Yesterday the Icelandic voters went to the polls to decide who would be the country’s president for the next four years and, as expected, the incumbent President, Ólafur Ragnar Grímsson, was elected for a fifth term. The President won more than 50 % of the votes, while his main challenger, 37-year-old TV journalist Thora Arnórsdóttir, won some 33 % of the votes cast.
69-year-old Ólafur Ragnar Grímsson, who is a political scientist by profession, has been President of Iceland since 1996. He initially announced in his new year’s speech that he would not stand for re-election, but a petition signed by 30,000 voters caused him to change his mind.
At the start of the campaign he trailed in the polls behind the politically inexperienced Thora Arnórsdóttir, but his campaign gained momentum while she was on maternity leave and in recent months polls had predicted the eventual outcome quite accurately.
This means that Ólafur Ragnar Grímsson becomes the first Icelandic President to serve more than four terms in office.
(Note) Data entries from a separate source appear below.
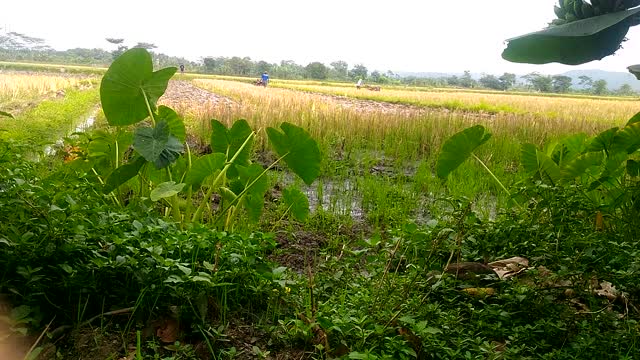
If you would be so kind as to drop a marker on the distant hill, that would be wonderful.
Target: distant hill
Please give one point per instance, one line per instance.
(614, 79)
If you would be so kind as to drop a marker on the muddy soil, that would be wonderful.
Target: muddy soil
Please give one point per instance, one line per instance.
(180, 93)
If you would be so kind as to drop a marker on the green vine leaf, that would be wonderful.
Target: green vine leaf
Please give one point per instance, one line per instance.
(165, 190)
(6, 114)
(123, 174)
(203, 167)
(157, 145)
(174, 122)
(125, 84)
(539, 165)
(229, 141)
(297, 202)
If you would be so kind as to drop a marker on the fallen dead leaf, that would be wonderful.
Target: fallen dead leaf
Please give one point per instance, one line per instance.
(480, 292)
(169, 331)
(607, 290)
(509, 267)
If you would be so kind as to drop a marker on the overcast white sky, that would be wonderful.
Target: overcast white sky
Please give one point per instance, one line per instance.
(400, 35)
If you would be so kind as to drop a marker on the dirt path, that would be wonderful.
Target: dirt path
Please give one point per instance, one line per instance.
(180, 92)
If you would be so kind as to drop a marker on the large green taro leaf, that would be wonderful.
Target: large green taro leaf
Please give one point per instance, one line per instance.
(157, 145)
(203, 167)
(300, 151)
(125, 84)
(5, 114)
(539, 165)
(458, 148)
(174, 121)
(574, 43)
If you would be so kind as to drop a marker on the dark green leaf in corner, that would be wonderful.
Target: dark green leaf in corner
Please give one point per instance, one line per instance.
(458, 148)
(574, 43)
(300, 151)
(174, 121)
(297, 203)
(125, 84)
(157, 145)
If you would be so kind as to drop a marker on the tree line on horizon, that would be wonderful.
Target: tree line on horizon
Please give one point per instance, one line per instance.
(20, 47)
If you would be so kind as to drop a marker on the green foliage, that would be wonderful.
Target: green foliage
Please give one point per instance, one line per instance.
(296, 202)
(130, 88)
(157, 145)
(459, 147)
(298, 150)
(6, 114)
(573, 43)
(51, 120)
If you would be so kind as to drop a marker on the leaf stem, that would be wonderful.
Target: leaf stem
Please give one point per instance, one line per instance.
(495, 178)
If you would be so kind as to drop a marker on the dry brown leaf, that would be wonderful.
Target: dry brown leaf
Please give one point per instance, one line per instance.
(509, 267)
(480, 292)
(169, 331)
(607, 290)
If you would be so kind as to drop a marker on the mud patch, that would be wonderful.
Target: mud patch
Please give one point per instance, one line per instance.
(182, 94)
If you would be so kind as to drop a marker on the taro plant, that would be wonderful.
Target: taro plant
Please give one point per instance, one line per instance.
(213, 187)
(460, 147)
(606, 167)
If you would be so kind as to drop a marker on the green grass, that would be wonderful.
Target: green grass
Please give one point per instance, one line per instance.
(51, 119)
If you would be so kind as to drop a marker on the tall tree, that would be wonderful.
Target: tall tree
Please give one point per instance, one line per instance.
(585, 81)
(143, 45)
(625, 90)
(538, 82)
(561, 83)
(316, 70)
(491, 82)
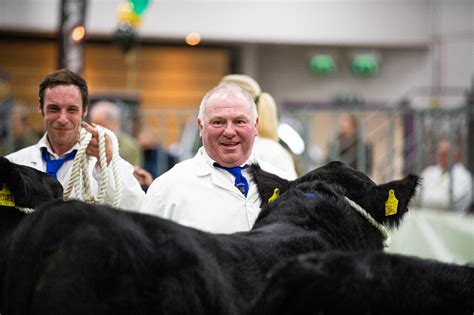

The role of President of Iceland is largely ceremonial, but Ólafur Ragnar Grímsson has been more politically active than his predecessors and has twice used his right to veto legislation, a right no earlier president had used. During the severe financial crisis which has hit Iceland in recent years, the President has thus distanced himself somewhat from the government. The main political difference between him and Thora Arnórsdóttir was her declared intention to return the presidency to its more passive, non-political role.
Ólafur Ragnar Grímsson was first elected President, with 41.4 % of the votes, in 1996 in succession to the universally beloved Vigdís Finnbogadóttir. He was re-elected unopposed in 2000, with 67.5 % of the votes in 2004 and again unchallenged in 2008.